Lasky Matthew R, Salvador Tolani K, Mukhopadhyay Sukrit, Remy Matthew S, Vaid Thomas P, Sanford Melanie S
Department of Chemistry, University of Michigan, 930 North University Avenue, Ann Arbor, Michigan, 48109, USA.
Corporate R&D, Dow, 1776 Building, Midland, Michigan, 48667, USA.
Angew Chem Int Ed Engl. 2022 Nov 14;61(46):e202208741. doi: 10.1002/anie.202208741. Epub 2022 Oct 17.
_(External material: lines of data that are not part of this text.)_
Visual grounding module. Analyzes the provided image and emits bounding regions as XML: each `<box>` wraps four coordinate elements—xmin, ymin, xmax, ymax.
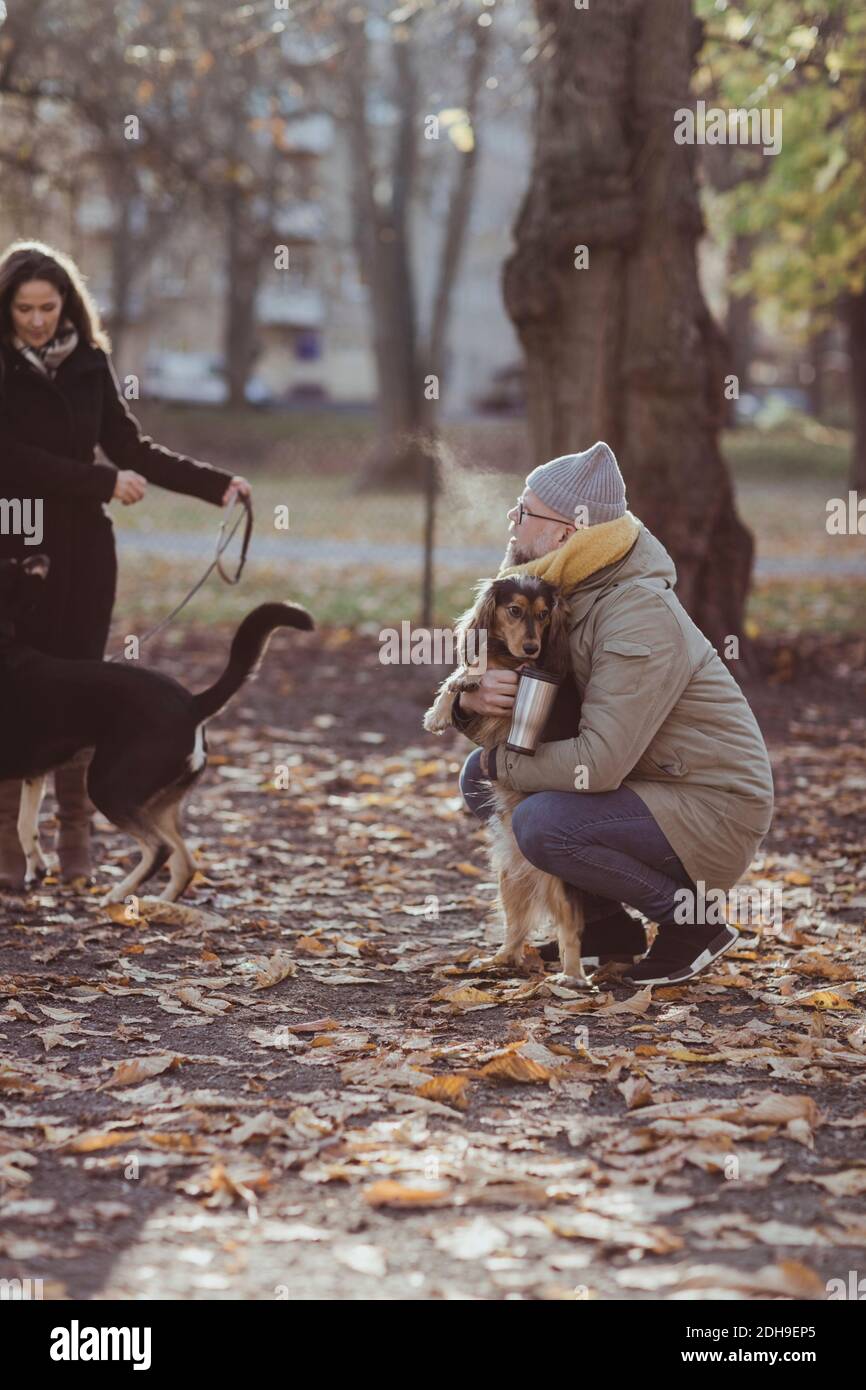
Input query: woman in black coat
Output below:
<box><xmin>0</xmin><ymin>242</ymin><xmax>249</xmax><ymax>887</ymax></box>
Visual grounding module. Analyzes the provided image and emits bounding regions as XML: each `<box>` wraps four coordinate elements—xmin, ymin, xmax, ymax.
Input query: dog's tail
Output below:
<box><xmin>192</xmin><ymin>603</ymin><xmax>316</xmax><ymax>720</ymax></box>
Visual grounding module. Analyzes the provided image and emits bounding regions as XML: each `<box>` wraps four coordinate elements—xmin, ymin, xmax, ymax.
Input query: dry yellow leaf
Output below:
<box><xmin>364</xmin><ymin>1177</ymin><xmax>450</xmax><ymax>1207</ymax></box>
<box><xmin>60</xmin><ymin>1130</ymin><xmax>132</xmax><ymax>1154</ymax></box>
<box><xmin>475</xmin><ymin>1052</ymin><xmax>553</xmax><ymax>1083</ymax></box>
<box><xmin>106</xmin><ymin>1052</ymin><xmax>181</xmax><ymax>1086</ymax></box>
<box><xmin>416</xmin><ymin>1074</ymin><xmax>468</xmax><ymax>1111</ymax></box>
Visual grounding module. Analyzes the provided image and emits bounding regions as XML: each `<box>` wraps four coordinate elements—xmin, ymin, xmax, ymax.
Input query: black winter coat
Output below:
<box><xmin>0</xmin><ymin>341</ymin><xmax>231</xmax><ymax>659</ymax></box>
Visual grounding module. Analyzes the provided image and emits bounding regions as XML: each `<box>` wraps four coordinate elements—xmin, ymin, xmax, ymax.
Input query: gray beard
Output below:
<box><xmin>499</xmin><ymin>537</ymin><xmax>538</xmax><ymax>569</ymax></box>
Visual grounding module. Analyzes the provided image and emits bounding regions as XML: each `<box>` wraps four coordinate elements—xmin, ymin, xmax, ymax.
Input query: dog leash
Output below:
<box><xmin>104</xmin><ymin>495</ymin><xmax>253</xmax><ymax>662</ymax></box>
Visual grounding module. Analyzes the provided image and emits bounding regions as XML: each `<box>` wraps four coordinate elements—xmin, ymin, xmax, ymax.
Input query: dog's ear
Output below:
<box><xmin>542</xmin><ymin>594</ymin><xmax>571</xmax><ymax>676</ymax></box>
<box><xmin>457</xmin><ymin>580</ymin><xmax>496</xmax><ymax>666</ymax></box>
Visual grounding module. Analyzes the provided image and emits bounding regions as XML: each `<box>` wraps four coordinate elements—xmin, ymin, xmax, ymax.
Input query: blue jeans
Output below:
<box><xmin>460</xmin><ymin>748</ymin><xmax>696</xmax><ymax>927</ymax></box>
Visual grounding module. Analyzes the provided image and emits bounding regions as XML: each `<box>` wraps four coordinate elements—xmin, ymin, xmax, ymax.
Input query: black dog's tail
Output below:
<box><xmin>192</xmin><ymin>603</ymin><xmax>316</xmax><ymax>720</ymax></box>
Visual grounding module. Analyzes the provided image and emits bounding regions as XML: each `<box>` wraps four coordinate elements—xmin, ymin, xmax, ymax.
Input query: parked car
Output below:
<box><xmin>734</xmin><ymin>386</ymin><xmax>809</xmax><ymax>430</ymax></box>
<box><xmin>475</xmin><ymin>363</ymin><xmax>527</xmax><ymax>416</ymax></box>
<box><xmin>142</xmin><ymin>352</ymin><xmax>274</xmax><ymax>406</ymax></box>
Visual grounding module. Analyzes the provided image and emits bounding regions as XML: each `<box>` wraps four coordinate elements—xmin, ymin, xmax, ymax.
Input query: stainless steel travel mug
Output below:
<box><xmin>505</xmin><ymin>666</ymin><xmax>563</xmax><ymax>756</ymax></box>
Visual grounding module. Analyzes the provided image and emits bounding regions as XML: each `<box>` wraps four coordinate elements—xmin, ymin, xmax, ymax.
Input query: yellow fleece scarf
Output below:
<box><xmin>496</xmin><ymin>512</ymin><xmax>642</xmax><ymax>592</ymax></box>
This report describes the development of a photochemical method for C(sp )-H pyridination that leverages the photoexcitation of electron donor-acceptor (EDA) complexes. Experimental and DFT studies show that black light (λ ≈350 nm) irradiation of solutions of protonated pyridines (acceptors) and aromatic C-H substrates (donors) results in single electron transfer to form aryl radical cation intermediates that can be trapped with pyridine nucleophiles under aerobic conditions. With some modification of the reaction conditions, this EDA activation mode is also effective for promoting the oxidatively triggered S Ar pyridination of aryl halides. Overall, this report represents an inexpensive and atom-economical approach to photochemical pyridination reactions that eliminates the requirement of an exogenous photocatalyst.
本报告描述了一种用于C(sp )-H吡啶化的光化学方法的开发,该方法利用了电子供体-受体(EDA)配合物的光激发。实验和密度泛函理论(DFT)研究表明,用黑光(λ≈350 nm)照射质子化吡啶(受体)和芳香族C-H底物(供体)的溶液会导致单电子转移,形成芳基自由基阳离子中间体,该中间体在有氧条件下可被吡啶亲核试剂捕获。通过对反应条件进行一些修改,这种EDA活化模式对于促进芳基卤化物的氧化引发的S Ar吡啶化也有效。总体而言,本报告代表了一种用于光化学吡啶化反应的廉价且原子经济的方法,该方法无需外源性光催化剂。